Facebook (Apr 2013 – Jul 2014)
Site Integrity Infrastructure Team
I was acquihired by Facebook along with a handful of my teammates from Spaceport, and joined the SInfra team because it afforded a chance to continue using Haskell, and work with Simon Marlow. I helped design and implement the Haxl system for concurrent I/O, and wrote the Haxl FFI bindings to integrate with C and C++ for the major data sources used at Facebook. I also spent considerable time tutoring Haskell, and reviewing C++ code with a deep knowledge of the standard and a keen eye for bugs.

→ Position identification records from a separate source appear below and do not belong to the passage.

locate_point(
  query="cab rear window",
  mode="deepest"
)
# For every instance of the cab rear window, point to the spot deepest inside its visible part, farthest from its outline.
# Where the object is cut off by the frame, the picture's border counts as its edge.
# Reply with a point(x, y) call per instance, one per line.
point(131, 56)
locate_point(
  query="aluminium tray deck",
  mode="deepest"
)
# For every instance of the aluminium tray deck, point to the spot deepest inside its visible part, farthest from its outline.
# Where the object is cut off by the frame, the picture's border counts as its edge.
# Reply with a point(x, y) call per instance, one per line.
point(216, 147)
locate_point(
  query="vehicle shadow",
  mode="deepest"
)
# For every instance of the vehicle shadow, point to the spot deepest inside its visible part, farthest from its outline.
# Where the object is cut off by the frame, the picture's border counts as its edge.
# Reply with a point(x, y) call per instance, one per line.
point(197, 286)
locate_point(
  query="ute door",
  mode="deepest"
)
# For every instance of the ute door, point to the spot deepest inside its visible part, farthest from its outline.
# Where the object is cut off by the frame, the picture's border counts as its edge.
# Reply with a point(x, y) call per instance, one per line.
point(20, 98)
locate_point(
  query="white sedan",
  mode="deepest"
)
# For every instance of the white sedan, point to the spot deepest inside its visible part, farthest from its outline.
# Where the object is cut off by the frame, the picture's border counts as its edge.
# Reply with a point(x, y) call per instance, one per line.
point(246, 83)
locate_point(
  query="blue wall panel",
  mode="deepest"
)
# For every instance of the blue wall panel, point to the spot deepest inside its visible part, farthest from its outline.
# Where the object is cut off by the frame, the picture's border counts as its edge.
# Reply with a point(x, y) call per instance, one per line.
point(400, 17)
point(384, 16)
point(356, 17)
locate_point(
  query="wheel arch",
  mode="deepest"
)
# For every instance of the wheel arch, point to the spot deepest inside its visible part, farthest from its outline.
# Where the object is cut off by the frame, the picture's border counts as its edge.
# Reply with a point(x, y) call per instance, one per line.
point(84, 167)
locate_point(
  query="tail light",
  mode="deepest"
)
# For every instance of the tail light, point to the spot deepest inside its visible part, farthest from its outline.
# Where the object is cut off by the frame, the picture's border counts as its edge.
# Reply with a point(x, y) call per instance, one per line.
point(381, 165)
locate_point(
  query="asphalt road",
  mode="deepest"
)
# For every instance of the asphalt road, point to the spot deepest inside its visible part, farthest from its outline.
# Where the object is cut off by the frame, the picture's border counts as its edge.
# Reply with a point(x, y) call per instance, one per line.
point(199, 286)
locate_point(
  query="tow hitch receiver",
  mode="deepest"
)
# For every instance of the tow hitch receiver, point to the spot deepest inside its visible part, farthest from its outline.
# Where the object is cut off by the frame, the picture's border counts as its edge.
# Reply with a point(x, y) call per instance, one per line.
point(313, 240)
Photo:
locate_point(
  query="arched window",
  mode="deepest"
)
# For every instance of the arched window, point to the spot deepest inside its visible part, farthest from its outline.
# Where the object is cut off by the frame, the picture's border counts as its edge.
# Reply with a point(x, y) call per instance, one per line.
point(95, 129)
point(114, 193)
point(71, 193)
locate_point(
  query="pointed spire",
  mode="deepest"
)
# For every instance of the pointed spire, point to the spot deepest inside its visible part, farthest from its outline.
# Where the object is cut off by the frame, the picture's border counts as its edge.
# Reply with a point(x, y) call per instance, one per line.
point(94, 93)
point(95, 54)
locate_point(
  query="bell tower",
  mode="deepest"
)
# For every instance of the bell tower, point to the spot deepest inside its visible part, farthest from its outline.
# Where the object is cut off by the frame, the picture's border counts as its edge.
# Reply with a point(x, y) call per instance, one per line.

Spaceport (Jun 2012 – Apr 2013)
A tensor streaming processor (TSP) for accelerating deep learning workloads
Presented at ISCA 2020 with sundry coauthors. ACM: doi:10.1109/ISCA45697.2020.00023
In this paper, we introduce the Tensor Streaming Processor (TSP) architecture, a functionally-sliced microarchitecture with memory units interleaved with vector and matrix deep learning functional units in order to take advantage of dataflow locality of deep learning operations. The TSP is built based on two key observations: (1) machine learning workloads exhibit abundant data parallelism, which can be readily mapped to tensors in hardware, and (2) a simple and deterministic processor with producer–consumer stream programming model enables precise reasoning and control of hardware components, achieving good performance and power efficiency. The TSP is designed to exploit parallelism inherent in machine-learning workloads including instruction-level, memory concurrency, data and model parallelism, while guaranteeing determinism by eliminating all reactive elements in the hardware (e.g. arbiters, and caches). Early ResNet50 image classification results demonstrate 20.4K processed images per second (IPS) with a batch-size of one—a 4× improvement compared to other modern GPUs and accelerators. Our first ASIC implementation of the TSP architecture yields a computational density of more than 1 TeraOp/s per square mm of silicon for its 25×29 mm 14 nm chip operating at a nominal clock frequency of 900 MHz. The TSP demonstrates a novel hardware–software approach to achieve fast, yet predictable, performance on machine-learning workloads within a desired power envelope.
There is No Fork
An abstraction for efficient, concurrent, and concise data access
Presented at ICFP 2014 with Simon Marlow, Louis Brandy, and Jonathan Coens. ACM: doi:10.1145/2628136.2628144
We describe a new programming idiom for concurrency, based on Applicative Functors, where concurrency is implicit in the Applicative
<*> operator. The result is that concurrent programs can be written in a natural applicative style, and they retain a high degree of clarity and modularity while executing with maximal concurrency. This idiom is particularly useful for programming against external data sources, where the application code is written without the use of explicit concurrency constructs, while the implementation is able to batch together multiple requests for data from the same source, and fetch data from multiple sources concurrently. Our abstraction uses a cache to ensure that multiple requests for the same data return the same result, which frees the programmer from having to arrange to fetch data only once, which in turn leads to greater modularity.
Rochester Institute of Technology (2008 – 2012)
I was an Interdisciplinary Studies student focused on interactive media and programming languages, with a minor in Mandarin Chinese. Due to an illness, I didn’t complete my degree by the spring of 2012, and that summer I made the choice to move to California for work instead of returning to school.